While the agreement is seen as a potential landmark occasion for both Penn and ESPN, there are skeptics who question the budding sportsbook brand’s capacity to pose a valid threat to the colossal market shares belonging to Flutter Entertainment’s FanDuel and DraftKings.
For approximately five and a half years, sports betting has enjoyed legality in the U.S and it took even less time for FanDuel and DraftKings to establish their current duopoly, jointly accounting for an impressive 75% of the market.
Andrew Kim, an analyst from ARK Investment Management, remarked that FanDuel and DraftKings together clinched almost two-thirds of the domestic online sports wagering market as of June, compared to Penn’s Barstool Sports, which only managed to secure a meagre 4% share.
Kim expressed doubts over Penn’s future market performance with ESPN, saying, “Given PENN’s failure to win market share with Barstool, how will it fare with ESPN – a legacy media property battling a multi-year decline in market share?”
Insights suggest that ESPN Bet’s future is potentially both promising and challenging. On the upside, the ESPN brand carries weight among sports enthusiasts, in addition to the considerable resources held by both the network and Walt Disney, its parent company.
However, how these advantages convert into attracting sports wagering clients is uncertain.
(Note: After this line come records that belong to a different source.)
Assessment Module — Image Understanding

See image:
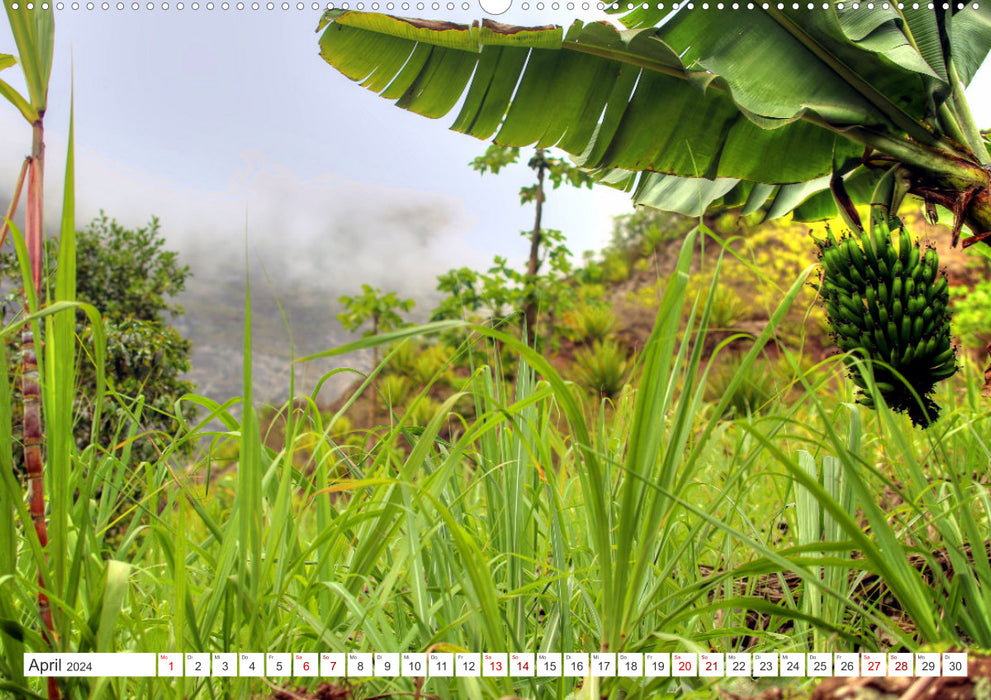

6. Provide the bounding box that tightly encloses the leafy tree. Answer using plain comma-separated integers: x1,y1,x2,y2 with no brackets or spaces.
3,212,195,468
337,284,416,367
471,144,593,347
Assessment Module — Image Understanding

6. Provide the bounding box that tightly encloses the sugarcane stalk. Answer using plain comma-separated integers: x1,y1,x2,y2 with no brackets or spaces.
21,119,61,700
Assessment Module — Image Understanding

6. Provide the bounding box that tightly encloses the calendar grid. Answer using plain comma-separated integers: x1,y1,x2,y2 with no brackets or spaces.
24,651,967,679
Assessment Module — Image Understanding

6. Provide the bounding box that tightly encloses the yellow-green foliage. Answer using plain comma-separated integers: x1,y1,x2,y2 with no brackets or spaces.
378,374,412,411
410,343,454,386
406,395,441,426
564,303,616,342
385,340,422,377
685,274,747,330
575,340,632,398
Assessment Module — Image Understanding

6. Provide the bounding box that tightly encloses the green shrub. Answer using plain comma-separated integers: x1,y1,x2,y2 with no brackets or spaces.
0,212,195,468
575,340,631,398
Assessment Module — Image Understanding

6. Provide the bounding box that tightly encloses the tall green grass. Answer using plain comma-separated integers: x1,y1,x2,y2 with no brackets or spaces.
0,221,991,698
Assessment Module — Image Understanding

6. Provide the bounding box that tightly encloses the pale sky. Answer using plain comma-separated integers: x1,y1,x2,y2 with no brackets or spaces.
0,6,991,304
0,6,991,304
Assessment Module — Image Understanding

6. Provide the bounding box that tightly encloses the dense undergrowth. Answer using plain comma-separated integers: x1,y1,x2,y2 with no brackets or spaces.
0,230,991,698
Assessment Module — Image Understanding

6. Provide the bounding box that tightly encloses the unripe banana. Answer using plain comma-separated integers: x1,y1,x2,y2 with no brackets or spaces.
818,208,956,427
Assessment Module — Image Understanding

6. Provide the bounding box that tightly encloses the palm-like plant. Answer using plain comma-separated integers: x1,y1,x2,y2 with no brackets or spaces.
318,4,991,262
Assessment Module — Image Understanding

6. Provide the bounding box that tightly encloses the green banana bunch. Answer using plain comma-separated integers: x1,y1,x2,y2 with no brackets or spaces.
816,215,957,428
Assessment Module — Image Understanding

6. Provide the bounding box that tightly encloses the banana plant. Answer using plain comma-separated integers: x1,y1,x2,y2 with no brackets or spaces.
0,0,62,698
317,3,991,244
317,3,991,651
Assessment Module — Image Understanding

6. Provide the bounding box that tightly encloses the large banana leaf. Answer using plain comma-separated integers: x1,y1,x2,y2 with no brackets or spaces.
318,3,991,230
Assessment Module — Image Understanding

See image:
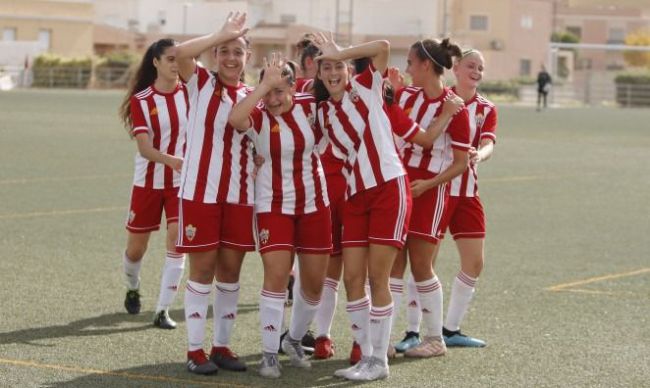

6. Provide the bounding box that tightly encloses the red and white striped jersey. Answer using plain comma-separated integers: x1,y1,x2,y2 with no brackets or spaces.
131,83,188,189
318,64,417,197
395,86,470,174
296,78,314,93
450,93,497,197
179,65,254,205
248,93,329,215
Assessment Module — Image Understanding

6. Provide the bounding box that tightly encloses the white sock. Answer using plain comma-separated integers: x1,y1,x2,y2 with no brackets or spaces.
260,290,284,354
185,280,212,351
289,290,320,340
345,296,372,356
415,276,442,336
388,278,404,333
314,278,339,338
122,252,142,290
445,271,477,331
370,303,393,364
212,282,239,347
156,252,185,312
406,275,422,333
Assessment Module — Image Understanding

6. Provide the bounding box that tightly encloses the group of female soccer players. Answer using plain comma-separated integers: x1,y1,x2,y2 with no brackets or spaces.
121,13,496,380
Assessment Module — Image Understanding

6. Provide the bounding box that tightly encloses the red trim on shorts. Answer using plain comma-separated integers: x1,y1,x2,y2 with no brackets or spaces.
220,240,255,252
126,224,160,233
452,232,485,240
176,242,219,253
408,231,444,244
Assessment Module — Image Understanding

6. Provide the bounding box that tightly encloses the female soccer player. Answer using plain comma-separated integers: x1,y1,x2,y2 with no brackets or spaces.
120,39,187,329
443,49,497,347
384,39,470,357
177,13,255,374
314,34,454,380
230,54,332,378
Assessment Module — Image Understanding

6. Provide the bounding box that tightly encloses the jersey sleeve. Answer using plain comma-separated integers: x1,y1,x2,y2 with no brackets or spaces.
354,61,384,96
131,96,149,136
481,107,497,143
387,102,420,142
447,108,470,151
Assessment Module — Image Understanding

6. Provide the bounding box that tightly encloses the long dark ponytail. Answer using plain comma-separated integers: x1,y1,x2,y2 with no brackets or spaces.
119,38,176,133
411,38,463,76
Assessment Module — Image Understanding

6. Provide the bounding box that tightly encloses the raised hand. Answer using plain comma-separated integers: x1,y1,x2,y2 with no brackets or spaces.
313,32,341,61
388,67,406,90
260,53,289,89
218,12,248,40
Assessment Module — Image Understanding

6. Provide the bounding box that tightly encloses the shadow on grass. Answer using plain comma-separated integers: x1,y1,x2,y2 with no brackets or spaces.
45,355,372,388
0,304,258,347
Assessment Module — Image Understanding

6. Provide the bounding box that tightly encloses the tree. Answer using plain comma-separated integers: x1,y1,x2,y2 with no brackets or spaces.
623,28,650,68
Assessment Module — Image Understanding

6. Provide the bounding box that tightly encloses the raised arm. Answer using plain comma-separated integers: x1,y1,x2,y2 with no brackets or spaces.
176,12,248,81
228,53,287,132
314,32,390,74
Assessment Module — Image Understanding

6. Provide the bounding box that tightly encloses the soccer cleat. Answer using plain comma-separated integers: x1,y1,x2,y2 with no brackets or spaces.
258,352,282,379
395,331,420,353
404,336,447,358
334,356,370,379
350,341,361,365
187,349,219,375
346,357,389,381
442,327,487,348
314,336,334,360
210,346,246,372
124,290,142,314
280,335,311,369
153,310,176,330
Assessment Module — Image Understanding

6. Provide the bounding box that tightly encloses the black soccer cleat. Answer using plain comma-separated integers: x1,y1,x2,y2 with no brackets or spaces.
124,290,142,314
153,310,176,330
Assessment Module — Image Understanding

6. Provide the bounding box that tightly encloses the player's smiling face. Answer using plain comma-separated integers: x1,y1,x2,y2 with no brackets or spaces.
454,52,484,88
262,83,296,116
153,47,178,81
215,38,250,86
318,59,350,101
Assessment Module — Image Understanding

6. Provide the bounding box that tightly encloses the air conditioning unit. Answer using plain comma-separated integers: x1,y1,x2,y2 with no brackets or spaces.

Consistent with a survey conducted by investment bank Jefferies, a significant portion of sports bettors are likely to stick to multiple betting accounts, but are also inclined to remain loyal to familiar platforms – a scenario beneficial for FanDuel and DraftKings and potentially disadvantageous for smaller competitors.
Kim also suggested that Penn could exploit the ESPN affiliation to its advantage, as ESPN Bet, under Penn’s operation, stands to gain from exclusive ESPN promotions.
Penn’s partnership with ESPN comes at a time when the latter is struggling with a lapse in subscriptions due to the rise of individuals turning away from traditional television – a phenomenon known as cord-cutting. Despite this setback, the network may have the potential to counter these decreases and stimulate growth through its streaming service, ESPN+.
However, Disney’s recent announcement of price hikes across all its streaming services, including ESPN+, raises questions about the move’s efficacy amidst increasingly budget-conscious consumers.
In Kim’s words, “As ESPN transitions to streaming, how will it safeguard its content library and sports franchise against big tech companies?” Further, how will ESPN deploy its distribution and scale to market ESPN Bet and compete against other sportsbook operators?
Despite the relentless dominance of the DraftKings-FanDuel duopoly thus far, it remains to be seen if ESPN Bet can be the breakthrough contender. As Kim concludes, “We would be surprised.”